Digital infrastructures: the Alfred P. Sloan Foundation is funding a project by the Sant'Anna School of Advanced Studies in Pisa to improve the compression and search capabilities of the Software Heritage Archive

Design new algorithmic solutions for data compression and develop a search engine with unique features to improve accessibility to the Software Heritage Archive, the world's largest archive that allows the collection, preservation, and free and perpetual access to the source code of millions of software libraries publicly available on the Web. These are the two main objectives of the two-year project coordinated by Paolo Ferragina, full professor of Computer Science at the Sant'Anna School of Advanced Studies and the University of Pisa, and funded by the Alfred P. Sloan Foundation, a US philanthropic organization and one of the most important supporters of research in science, technology, engineering, mathematics and economics.
“It is a great satisfaction to see such a challenging and ambitious project funded, and to be able to contribute with two research and software development efforts that highlight the expertise of the algorithmic school in Pisa: data compression, aimed at saving the enormous storage space of the Software Heritage Archive and thus improving the sustainability of its digital infrastructure; and the development of a search engine capable of efficiently and effectively identifying, within the vast amount of software in the archive, those code fragments that are possibly syntactically different from a searched snippet but as computationally equivalent as possible to it. The incredible size and uniqueness of the archive will give our algorithmic solutions a significant impact, given the crucial role software plays today in scientific research and in industrial processes and products.” says Paolo Ferragina.
The Software Heritage Archive, the most important database of source codes
The Software Heritage Archive (SWH) was founded in 2016 as a non-profit initiative promoted by INRIA (the French National Institute for Research in Computer Science and Automation), in collaboration with UNESCO, and coordinated by Prof. Roberto Di Cosmo. Currently, the archive holds over 23 billion files, from more than 350 million software projects publicly available on the Web and created by more than 85 million programmers. It is a true intangible heritage of Computer Science and a unique access point to a vast technological knowledge base, necessary to support digital transformation and innovation. In fact, software today plays a crucial role in various scientific and industrial activities.
Why it is crucial to improve compression and search capabilities of SWH
What does it mean to preserve the source code of publicly available software? It means not only knowing the history of Computer Science and its software products, but also coming into contact with an enormous amount of information that goes far beyond the “source code” and can therefore give a great boost to innovation and new technological frontiers.

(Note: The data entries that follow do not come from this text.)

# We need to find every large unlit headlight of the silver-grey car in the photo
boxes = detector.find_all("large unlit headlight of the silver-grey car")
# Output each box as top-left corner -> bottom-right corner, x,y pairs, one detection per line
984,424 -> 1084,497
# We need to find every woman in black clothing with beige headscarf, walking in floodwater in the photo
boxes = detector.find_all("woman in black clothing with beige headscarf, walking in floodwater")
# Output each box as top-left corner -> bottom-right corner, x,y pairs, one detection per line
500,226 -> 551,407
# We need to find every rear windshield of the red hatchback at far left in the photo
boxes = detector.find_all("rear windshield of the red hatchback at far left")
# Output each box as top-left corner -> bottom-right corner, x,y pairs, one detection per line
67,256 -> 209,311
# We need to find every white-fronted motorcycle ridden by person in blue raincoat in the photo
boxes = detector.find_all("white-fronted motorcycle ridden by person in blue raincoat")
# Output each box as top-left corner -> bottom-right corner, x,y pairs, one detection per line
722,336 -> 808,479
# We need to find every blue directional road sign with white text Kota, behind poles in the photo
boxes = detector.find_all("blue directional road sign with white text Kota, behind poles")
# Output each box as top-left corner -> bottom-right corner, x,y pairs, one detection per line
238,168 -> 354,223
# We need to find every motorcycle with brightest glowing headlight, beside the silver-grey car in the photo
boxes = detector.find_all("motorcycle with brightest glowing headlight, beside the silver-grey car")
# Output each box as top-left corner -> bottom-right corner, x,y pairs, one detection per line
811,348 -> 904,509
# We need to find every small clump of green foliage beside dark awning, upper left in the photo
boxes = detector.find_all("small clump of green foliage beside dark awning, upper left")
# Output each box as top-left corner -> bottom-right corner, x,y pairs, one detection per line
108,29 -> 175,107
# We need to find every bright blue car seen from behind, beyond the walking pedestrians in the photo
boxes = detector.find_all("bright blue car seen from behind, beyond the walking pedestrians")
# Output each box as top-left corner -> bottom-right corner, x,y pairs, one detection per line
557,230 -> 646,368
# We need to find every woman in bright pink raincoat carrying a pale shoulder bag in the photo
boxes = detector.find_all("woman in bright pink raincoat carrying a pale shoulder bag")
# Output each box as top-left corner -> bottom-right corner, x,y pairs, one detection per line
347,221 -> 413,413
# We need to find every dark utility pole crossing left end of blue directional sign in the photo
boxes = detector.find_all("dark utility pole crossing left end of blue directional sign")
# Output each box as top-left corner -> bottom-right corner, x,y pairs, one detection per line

Interest in source code is also growing in the field of Artificial Intelligence. Researchers and engineers are building pre-trained models for code generation and for improving the performance of the best Large Language Models (LLM), such as OpenAI's GPT-4 or Google's Gemini, training them on both natural language and the source code of publicly available software.
The challenge of the project coordinated by the Sant'Anna School of Advanced Studies in Pisa is to find a way to navigate this gigantic virtual library with more efficient and effective tools: In this scenario, the infrastructure represented by SWH is a great opportunity to address a wide range of needs and applications, ranging, for example, from the development of AI-supported coding and its “explainability”, to the detection and tracking of plagiarized (for the protection of intellectual property) or potentially “harmful” (for cybersecurity) code snippets.
The statements
“Professor Ferragina and his team at the Sant'Anna School of Advanced Studies in Pisa are bringing cutting edge techniques in AI, data compression, and digital infrastructure design to upgrade and augment one of the world's most important collections of software source code. Their efforts will help ensure that the more than 23 billion files being safeguarded by the Software Heritage Archive will remain open and accessible to all” says Dr. Joshua M. Greenberg, Program Director, Alfred P. Sloan Foundation.

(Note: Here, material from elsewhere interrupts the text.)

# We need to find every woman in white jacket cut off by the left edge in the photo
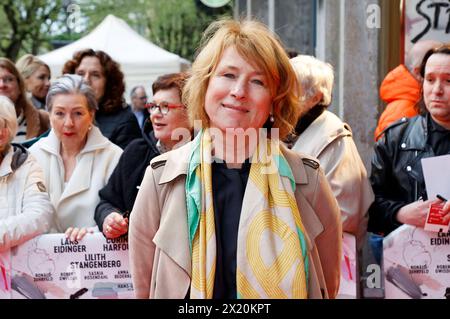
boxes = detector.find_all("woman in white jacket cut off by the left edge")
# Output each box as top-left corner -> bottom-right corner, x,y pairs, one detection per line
0,96 -> 53,252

“The project will involve young researchers who will thus be able to deepen their knowledge and skills in the field of data compression and the development of new generation search engines. The project will give them the opportunity to collaborate with international research groups, allowing them to engage with globally renowned research centers and companies. I believe that this is a great opportunity for the personal, scientific and professional growth of all our young talents,” Ferragina concludes.

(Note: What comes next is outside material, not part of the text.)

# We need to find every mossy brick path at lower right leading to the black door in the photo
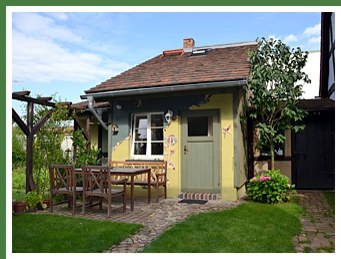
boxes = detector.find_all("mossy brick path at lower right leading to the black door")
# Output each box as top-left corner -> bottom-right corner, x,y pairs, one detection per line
293,191 -> 335,253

“The archive built by Software Heritage aims to preserve and make easily accessible the technical, scientific and collaborative knowledge that is increasingly found in the source code of software libraries. Over the last twenty years, the amount of original code has doubled every two years on average, creating a significant challenge for the sustainability of the archive. We are therefore extremely pleased that Prof. Ferragina is making his experience and expertise available for this mission,” says Roberto Di Cosmo, scientific director of the Software Heritage Archive.